I see them all the time now—the Hillary Clinton Thought Experiments. What if she'd been elected...? They break my heart.


That, of course, is the tip of the iceberg. As I wrote in March:
I am not nurturing a grudge, nor am I sucking on sour grapes. I am rationally angry about the outcome of the election, for reasons of which Trump's dumpster fire of a presidency reminds me each day.

Because I did my homework; because I read every factsheet and every policy proposal; because I listened to every one of Clinton's speeches and/or read every transcript; because I watched every debate; because I read every interview; because I read her State Department emails; because I read her autobiography; because I paid attention to what her staff and surrogates said; because I listened to people who worked with her and for her, and who had come to know her because of something she'd done for them quietly, away from the spotlight; because I did my due diligence and then some on this candidate, my brain is an entire card catalog of data on Hillary Clinton's campaign, her record, and policy proposals.

Every time Trump says, does, endorses, proposes, or signs anything, I know what Clinton's position would have been. Every time he nominates someone, I know what Clinton's administration would have looked like. Every time he comments on some piece of shit legislation Congressional Republicans are conspiring to unleash on the public, I know what Clinton would have said about it.

I have a pretty damn good idea what she would be doing if she were president, and I have a pretty damn good idea what she wouldn't be doing. I have a clear picture of the differences in what our domestic policy would look like, and of what the diplomatic differences would be.
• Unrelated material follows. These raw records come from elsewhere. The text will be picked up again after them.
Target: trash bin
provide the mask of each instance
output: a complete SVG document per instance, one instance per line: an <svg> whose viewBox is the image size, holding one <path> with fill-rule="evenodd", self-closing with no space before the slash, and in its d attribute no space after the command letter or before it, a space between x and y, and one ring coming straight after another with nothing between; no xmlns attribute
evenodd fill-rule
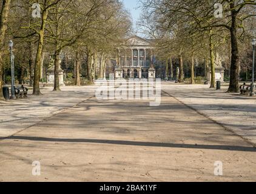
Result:
<svg viewBox="0 0 256 194"><path fill-rule="evenodd" d="M2 88L2 94L4 95L4 99L6 100L10 99L9 88L8 87L4 87Z"/></svg>
<svg viewBox="0 0 256 194"><path fill-rule="evenodd" d="M220 90L220 86L221 86L220 85L221 85L220 81L218 81L217 84L217 90Z"/></svg>

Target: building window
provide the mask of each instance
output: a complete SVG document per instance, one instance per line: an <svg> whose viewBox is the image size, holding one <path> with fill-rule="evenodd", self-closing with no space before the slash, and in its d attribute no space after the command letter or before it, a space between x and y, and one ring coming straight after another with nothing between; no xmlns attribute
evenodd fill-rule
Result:
<svg viewBox="0 0 256 194"><path fill-rule="evenodd" d="M138 57L138 50L133 50L133 56Z"/></svg>
<svg viewBox="0 0 256 194"><path fill-rule="evenodd" d="M116 60L114 60L114 59L111 59L111 65L112 66L116 65Z"/></svg>
<svg viewBox="0 0 256 194"><path fill-rule="evenodd" d="M140 59L140 66L144 66L144 59Z"/></svg>
<svg viewBox="0 0 256 194"><path fill-rule="evenodd" d="M132 60L131 60L130 58L127 59L127 64L128 66L132 65Z"/></svg>
<svg viewBox="0 0 256 194"><path fill-rule="evenodd" d="M121 65L124 66L124 58L121 59Z"/></svg>
<svg viewBox="0 0 256 194"><path fill-rule="evenodd" d="M144 57L144 50L141 50L140 51L140 56Z"/></svg>
<svg viewBox="0 0 256 194"><path fill-rule="evenodd" d="M133 59L133 66L137 66L137 59Z"/></svg>

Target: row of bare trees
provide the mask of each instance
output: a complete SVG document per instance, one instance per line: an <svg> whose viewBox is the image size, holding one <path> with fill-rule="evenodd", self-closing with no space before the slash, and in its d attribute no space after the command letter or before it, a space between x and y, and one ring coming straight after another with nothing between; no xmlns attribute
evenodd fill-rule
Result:
<svg viewBox="0 0 256 194"><path fill-rule="evenodd" d="M14 39L17 59L24 58L21 65L29 72L33 83L33 95L40 95L41 64L45 52L54 55L54 90L60 90L59 68L63 53L70 53L74 58L76 84L80 85L79 70L84 56L87 59L89 81L94 79L95 67L99 63L98 77L102 78L112 50L130 32L130 16L118 0L39 0L38 5L34 4L32 0L1 1L2 99L3 70L8 62L10 39Z"/></svg>
<svg viewBox="0 0 256 194"><path fill-rule="evenodd" d="M157 39L163 58L180 58L180 82L183 58L190 61L194 84L195 58L210 64L211 87L215 87L215 56L220 53L229 64L228 92L239 90L239 72L248 55L250 40L255 35L255 0L141 0L144 13L140 28ZM229 61L227 62L227 61Z"/></svg>

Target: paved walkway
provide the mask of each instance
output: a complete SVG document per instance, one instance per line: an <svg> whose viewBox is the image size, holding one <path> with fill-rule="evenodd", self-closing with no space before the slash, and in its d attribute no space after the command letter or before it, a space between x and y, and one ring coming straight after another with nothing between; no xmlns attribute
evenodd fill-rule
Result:
<svg viewBox="0 0 256 194"><path fill-rule="evenodd" d="M234 132L256 147L256 97L217 91L204 85L163 84L163 89L199 113Z"/></svg>
<svg viewBox="0 0 256 194"><path fill-rule="evenodd" d="M153 107L86 93L76 105L0 140L0 181L256 181L251 144L167 93ZM41 176L32 175L34 161ZM214 175L217 161L223 176Z"/></svg>

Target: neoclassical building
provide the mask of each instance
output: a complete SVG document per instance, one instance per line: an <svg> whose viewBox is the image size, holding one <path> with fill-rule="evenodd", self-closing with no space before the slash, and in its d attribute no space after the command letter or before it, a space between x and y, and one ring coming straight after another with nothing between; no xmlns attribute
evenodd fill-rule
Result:
<svg viewBox="0 0 256 194"><path fill-rule="evenodd" d="M111 58L106 73L115 73L116 78L126 79L148 78L149 70L152 72L155 60L153 43L137 36L131 37L117 49L118 54ZM150 74L152 76L155 75Z"/></svg>

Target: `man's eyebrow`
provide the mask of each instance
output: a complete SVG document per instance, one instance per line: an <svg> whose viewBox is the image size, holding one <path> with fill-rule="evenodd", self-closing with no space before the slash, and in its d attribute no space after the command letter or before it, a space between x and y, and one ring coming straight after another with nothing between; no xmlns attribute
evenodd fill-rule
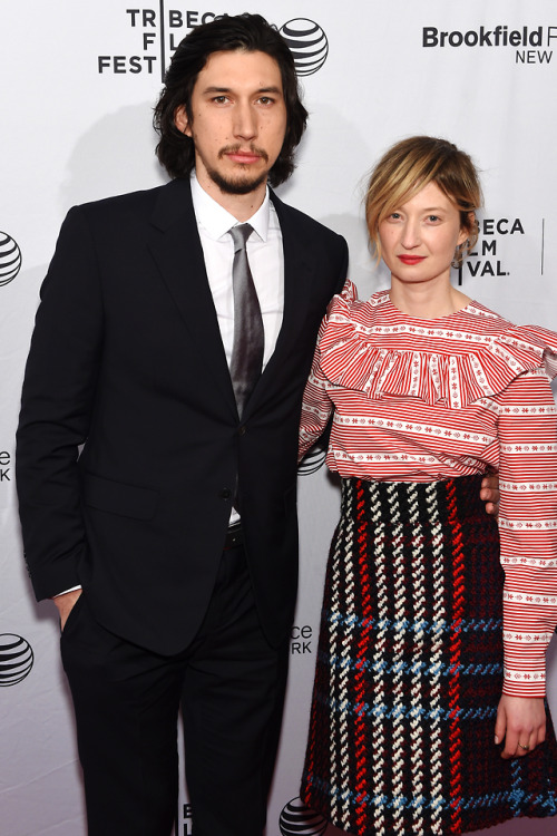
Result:
<svg viewBox="0 0 557 836"><path fill-rule="evenodd" d="M205 87L205 89L203 90L203 93L204 93L205 95L206 95L206 94L217 94L217 95L222 95L222 94L224 94L224 93L231 93L231 90L232 90L232 88L231 88L231 87L216 87L216 86L211 86L211 87ZM274 93L274 94L276 94L276 95L278 95L278 96L282 96L282 90L281 90L281 88L280 88L280 87L275 87L274 85L272 85L271 87L260 87L260 88L258 88L257 90L254 90L254 93L258 93L258 94L262 94L262 93Z"/></svg>

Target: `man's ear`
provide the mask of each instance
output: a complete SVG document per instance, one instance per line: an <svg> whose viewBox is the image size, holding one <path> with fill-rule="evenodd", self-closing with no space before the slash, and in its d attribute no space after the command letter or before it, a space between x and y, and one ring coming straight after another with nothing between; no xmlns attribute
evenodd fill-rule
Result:
<svg viewBox="0 0 557 836"><path fill-rule="evenodd" d="M470 237L472 234L475 224L476 224L476 212L468 212L467 213L467 224L466 226L460 227L460 234L458 236L458 246L465 243L465 241Z"/></svg>
<svg viewBox="0 0 557 836"><path fill-rule="evenodd" d="M192 129L189 127L189 119L187 118L186 106L180 105L174 111L174 124L182 134L192 136Z"/></svg>

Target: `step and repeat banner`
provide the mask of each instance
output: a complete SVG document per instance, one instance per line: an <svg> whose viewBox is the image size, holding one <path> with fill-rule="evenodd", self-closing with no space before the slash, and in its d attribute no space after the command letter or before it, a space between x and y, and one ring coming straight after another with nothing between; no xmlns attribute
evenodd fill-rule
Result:
<svg viewBox="0 0 557 836"><path fill-rule="evenodd" d="M85 836L70 698L51 602L26 574L14 431L38 291L75 204L165 182L152 109L195 26L260 12L287 39L310 125L283 200L342 233L360 295L387 285L365 237L367 175L393 142L447 137L482 172L475 255L455 281L517 322L557 329L555 0L2 0L0 3L0 836ZM156 456L156 438L149 449ZM300 474L301 589L268 836L333 834L297 798L338 483L323 456ZM557 652L549 700L557 717ZM110 754L107 752L107 757ZM183 784L183 782L182 782ZM215 799L218 803L218 799ZM238 798L250 806L250 798ZM176 836L195 836L182 790ZM555 820L494 836L549 836Z"/></svg>

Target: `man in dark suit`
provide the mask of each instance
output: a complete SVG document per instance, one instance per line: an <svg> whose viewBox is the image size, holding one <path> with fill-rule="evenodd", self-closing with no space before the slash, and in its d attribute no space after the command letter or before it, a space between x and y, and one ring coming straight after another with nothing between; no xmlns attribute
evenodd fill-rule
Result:
<svg viewBox="0 0 557 836"><path fill-rule="evenodd" d="M264 828L301 399L348 261L342 237L267 187L291 174L305 119L275 29L196 28L155 115L173 181L71 210L41 289L20 513L37 597L60 612L94 835L170 832L180 703L195 836ZM228 230L246 221L264 342L260 329L238 388Z"/></svg>
<svg viewBox="0 0 557 836"><path fill-rule="evenodd" d="M41 289L18 490L35 592L60 612L91 836L170 832L180 704L195 836L264 828L302 393L348 261L267 187L305 119L261 17L194 29L155 111L172 182L71 210Z"/></svg>

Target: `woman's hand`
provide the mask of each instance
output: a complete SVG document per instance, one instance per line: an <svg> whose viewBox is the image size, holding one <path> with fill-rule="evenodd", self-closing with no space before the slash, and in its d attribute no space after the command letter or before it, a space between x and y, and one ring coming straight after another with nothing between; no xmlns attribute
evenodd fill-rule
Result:
<svg viewBox="0 0 557 836"><path fill-rule="evenodd" d="M497 709L495 742L505 739L501 758L522 758L546 739L543 697L509 697L504 693Z"/></svg>
<svg viewBox="0 0 557 836"><path fill-rule="evenodd" d="M486 474L481 482L480 499L486 503L486 511L495 517L499 515L499 474Z"/></svg>

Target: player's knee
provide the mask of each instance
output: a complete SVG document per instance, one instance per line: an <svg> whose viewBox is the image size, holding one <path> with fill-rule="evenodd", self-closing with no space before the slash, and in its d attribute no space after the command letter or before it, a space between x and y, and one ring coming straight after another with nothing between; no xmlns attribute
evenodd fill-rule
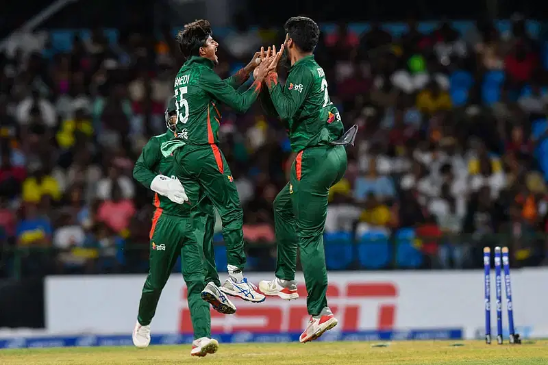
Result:
<svg viewBox="0 0 548 365"><path fill-rule="evenodd" d="M164 289L164 283L147 281L147 282L145 283L143 292L160 294L160 293L162 292L162 290Z"/></svg>
<svg viewBox="0 0 548 365"><path fill-rule="evenodd" d="M225 228L240 229L244 221L244 212L242 207L234 207L228 212L225 212L221 216L221 221Z"/></svg>

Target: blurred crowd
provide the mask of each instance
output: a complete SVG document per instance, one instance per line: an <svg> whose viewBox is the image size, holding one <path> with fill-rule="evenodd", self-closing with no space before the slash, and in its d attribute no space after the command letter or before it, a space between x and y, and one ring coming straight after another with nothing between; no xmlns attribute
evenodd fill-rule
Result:
<svg viewBox="0 0 548 365"><path fill-rule="evenodd" d="M248 21L214 34L222 77L283 42L282 29ZM483 247L497 245L514 265L548 263L548 72L544 40L525 24L516 16L506 34L490 22L426 34L414 21L401 36L374 23L322 33L315 53L332 100L347 127L360 127L329 193L330 268L477 267ZM151 194L131 174L148 138L164 131L184 60L169 31L142 29L119 29L114 42L95 29L68 51L28 34L0 55L0 275L147 270ZM221 112L249 268L271 270L275 249L264 242L275 240L288 140L258 103ZM376 248L353 251L360 242Z"/></svg>

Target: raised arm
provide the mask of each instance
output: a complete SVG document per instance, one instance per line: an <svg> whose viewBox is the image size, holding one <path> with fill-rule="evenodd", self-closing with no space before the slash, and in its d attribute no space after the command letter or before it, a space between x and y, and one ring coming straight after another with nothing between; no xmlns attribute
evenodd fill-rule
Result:
<svg viewBox="0 0 548 365"><path fill-rule="evenodd" d="M289 119L295 116L312 88L312 75L307 69L292 70L282 87L278 84L277 74L266 77L266 86L274 108L279 117Z"/></svg>
<svg viewBox="0 0 548 365"><path fill-rule="evenodd" d="M251 60L245 67L238 70L238 71L230 77L225 79L227 84L237 89L249 79L249 75L253 73L255 68L258 64L256 60L260 56L260 52L256 52Z"/></svg>
<svg viewBox="0 0 548 365"><path fill-rule="evenodd" d="M154 168L162 159L160 143L156 138L151 139L143 147L133 168L133 177L147 189L158 175Z"/></svg>
<svg viewBox="0 0 548 365"><path fill-rule="evenodd" d="M214 99L240 113L245 112L251 108L261 90L261 82L255 80L246 91L240 92L212 71L202 73L199 86Z"/></svg>
<svg viewBox="0 0 548 365"><path fill-rule="evenodd" d="M238 71L230 77L225 79L225 82L232 86L233 88L237 89L241 86L249 78L249 75L253 72L253 70L246 69L245 67L240 68Z"/></svg>

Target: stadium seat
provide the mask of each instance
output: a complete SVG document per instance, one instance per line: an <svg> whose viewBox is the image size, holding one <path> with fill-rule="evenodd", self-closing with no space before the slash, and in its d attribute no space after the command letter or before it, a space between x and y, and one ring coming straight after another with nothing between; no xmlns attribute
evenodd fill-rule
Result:
<svg viewBox="0 0 548 365"><path fill-rule="evenodd" d="M543 45L543 66L545 70L548 70L548 42L545 42Z"/></svg>
<svg viewBox="0 0 548 365"><path fill-rule="evenodd" d="M213 242L215 243L222 242L224 240L223 234L221 232L216 233L213 235Z"/></svg>
<svg viewBox="0 0 548 365"><path fill-rule="evenodd" d="M505 79L504 71L500 70L488 71L484 77L484 85L493 84L500 86L504 82Z"/></svg>
<svg viewBox="0 0 548 365"><path fill-rule="evenodd" d="M457 70L449 76L451 88L469 90L474 84L474 78L468 71Z"/></svg>
<svg viewBox="0 0 548 365"><path fill-rule="evenodd" d="M468 101L468 90L462 87L451 88L449 90L451 101L454 106L462 106Z"/></svg>
<svg viewBox="0 0 548 365"><path fill-rule="evenodd" d="M364 268L386 268L390 262L388 236L384 232L365 232L358 238L358 257Z"/></svg>
<svg viewBox="0 0 548 365"><path fill-rule="evenodd" d="M226 273L227 264L227 248L224 245L215 245L214 248L215 252L215 266L219 273Z"/></svg>
<svg viewBox="0 0 548 365"><path fill-rule="evenodd" d="M343 270L352 262L353 244L349 232L326 233L323 236L328 270Z"/></svg>
<svg viewBox="0 0 548 365"><path fill-rule="evenodd" d="M501 99L501 87L496 84L484 84L482 87L482 101L486 105L492 105Z"/></svg>
<svg viewBox="0 0 548 365"><path fill-rule="evenodd" d="M396 263L402 268L416 268L423 264L423 253L416 247L415 230L402 228L396 232Z"/></svg>

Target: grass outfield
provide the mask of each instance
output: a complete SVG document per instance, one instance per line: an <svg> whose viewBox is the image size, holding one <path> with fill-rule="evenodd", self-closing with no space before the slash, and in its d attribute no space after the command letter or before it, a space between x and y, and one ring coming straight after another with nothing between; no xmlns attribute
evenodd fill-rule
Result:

I don't know these things because I'm a mind-reader. I know because she told us.

They are stark, these disparities between what is and what could have been.
I grieve that cavernous difference every day.

The thought experiments, which invite me to consider the disparity even more explicitly than simply bearing witness to Trump's dumpster fire of a presidency every day does, are particularly painful.

When it's a member of the political press doing a Hillary Clinton Thought Experiment, I burn with rage that most of the political press was endeavoring quite aggressively to avoid doing them before the election, instead working overtime to create a parity between the two candidates that was profoundly dishonest.

And when it's someone who is trying, even now, even still, to suggest that nothing would be different anyway, to try to retroactively justify their electioneering horseshit about how Clinton and Trump were virtually indistinguishable candidates, I burn with rage, because it is frankly and dangerously not true.

Virtually every single thing in national politics would be different if Hillary Clinton had been elected president. And nothing, I fear, will ever be quite the same again.